Both companies drill in oil- and gas-rich shale formations, which are also found in a number of other states, including Texas, North Dakota and Pennsylvania. During the “shale boom” starting in 2014, many operators borrowed heavily to boost production. By 2019, the United States was the biggest oil producer in the world, churning out 13 million barrels a day.

Shale drillers, however, were running red ink and not returning cash and dividends to investors. In 2020, the combination of plunging oil prices and the COVID-19 pandemic led to a rash of bankruptcies and mergers across the nation’s shale fields.

“Consolidation isn’t unique by any means to the DJ, but the DJ is ripe for consolidation,” said Matthew Hagerty, an industry analyst with BTU Analytics.

In April, Bonanza Creek completed the $376 million acquisition of another Colorado driller, HighPoint Resources, which had slipped into bankruptcy.

In June, Extraction also filed for Chapter 11 bankruptcy reorganization, emerging from it in January.

“Extraction was a natural candidate for consolidation in the DJ Basin following its emergence from Chapter 11,” Andrew Dittmar, a merger-and-acquisition analyst at Enverus. 

The fact that Extraction was able to shed some debt during the bankruptcy proceedings is one of the things that made it attractive, Dittmar said.

“We expect this business to be a cash-flow machine … returning a meaningful amount of that cash to our shareholders,” Greager told the financial analysts.

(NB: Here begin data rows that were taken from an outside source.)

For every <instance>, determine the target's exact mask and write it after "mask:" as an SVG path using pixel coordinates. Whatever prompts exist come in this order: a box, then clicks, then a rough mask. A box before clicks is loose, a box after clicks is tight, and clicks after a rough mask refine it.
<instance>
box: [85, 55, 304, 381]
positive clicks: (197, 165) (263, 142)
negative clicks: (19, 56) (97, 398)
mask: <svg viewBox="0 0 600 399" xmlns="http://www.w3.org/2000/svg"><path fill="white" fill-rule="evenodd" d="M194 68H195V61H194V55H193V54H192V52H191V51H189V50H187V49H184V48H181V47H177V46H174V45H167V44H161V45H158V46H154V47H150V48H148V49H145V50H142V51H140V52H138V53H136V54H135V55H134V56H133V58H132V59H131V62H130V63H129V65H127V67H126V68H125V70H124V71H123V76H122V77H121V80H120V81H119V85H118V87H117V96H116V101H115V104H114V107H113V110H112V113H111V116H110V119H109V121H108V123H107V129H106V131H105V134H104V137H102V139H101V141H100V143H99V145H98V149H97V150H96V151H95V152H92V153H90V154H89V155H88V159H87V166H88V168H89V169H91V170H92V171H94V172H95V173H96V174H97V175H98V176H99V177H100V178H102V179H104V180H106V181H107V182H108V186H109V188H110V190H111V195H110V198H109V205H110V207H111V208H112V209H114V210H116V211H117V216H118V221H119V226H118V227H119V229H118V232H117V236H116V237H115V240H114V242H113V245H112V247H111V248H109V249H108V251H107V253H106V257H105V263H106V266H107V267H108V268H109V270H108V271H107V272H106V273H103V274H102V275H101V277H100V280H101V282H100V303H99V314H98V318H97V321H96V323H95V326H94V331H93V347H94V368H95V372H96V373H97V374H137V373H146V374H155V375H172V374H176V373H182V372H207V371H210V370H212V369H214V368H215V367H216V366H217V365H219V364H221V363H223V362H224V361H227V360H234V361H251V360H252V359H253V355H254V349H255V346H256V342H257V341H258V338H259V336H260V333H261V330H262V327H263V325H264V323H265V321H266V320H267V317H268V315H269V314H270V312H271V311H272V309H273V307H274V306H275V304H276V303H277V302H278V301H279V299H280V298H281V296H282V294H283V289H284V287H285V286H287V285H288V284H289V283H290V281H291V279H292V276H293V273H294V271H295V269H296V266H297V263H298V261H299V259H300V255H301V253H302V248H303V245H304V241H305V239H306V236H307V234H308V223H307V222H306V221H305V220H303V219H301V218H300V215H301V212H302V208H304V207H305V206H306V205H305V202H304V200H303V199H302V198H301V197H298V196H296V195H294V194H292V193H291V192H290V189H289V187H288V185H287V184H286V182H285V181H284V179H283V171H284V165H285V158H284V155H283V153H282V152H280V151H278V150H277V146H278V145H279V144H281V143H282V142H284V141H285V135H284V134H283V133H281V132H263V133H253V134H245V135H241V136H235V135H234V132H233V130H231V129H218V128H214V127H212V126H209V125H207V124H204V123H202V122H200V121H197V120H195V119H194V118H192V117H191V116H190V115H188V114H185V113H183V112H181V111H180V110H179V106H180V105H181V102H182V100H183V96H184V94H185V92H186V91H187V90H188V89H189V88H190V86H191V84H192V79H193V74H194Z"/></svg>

Bonanza Creek’s acreage is mostly on the eastern side of the DJ Basin, in more-rural areas. Extraction’s holdings are in the urban-suburban corridor on the western side of the basin, which is more densely populated but where Greager said there is higher-quality reservoir rock. 

In addition to its pledge to be a net-zero emission operator, Civitas said it will seek independent certifications for facility engineering to reduce environmental impacts and for responsibly sourced gas. It will also convert its fleet to electric vehicles.

“There has been a push by investors on the environment and operators have doubled down on it quarter after quarter, especially after (Joe) Biden was elected,” Hagerty said. “It remains to be seen what it means.”

Under the terms of the deal, Bonanza Creek and Extraction shareholders will exchange their shares for ones in Civitas that will give each side 50% of the new company.

There are not many publicly traded companies left for acquisition in the DJ Basin, Dittmar said, but there are still private companies and oil and gas acreage to be obtained.

“The new Civitas Resources is placing itself in the driver’s seat for this type of consolidation,” Dittmar said.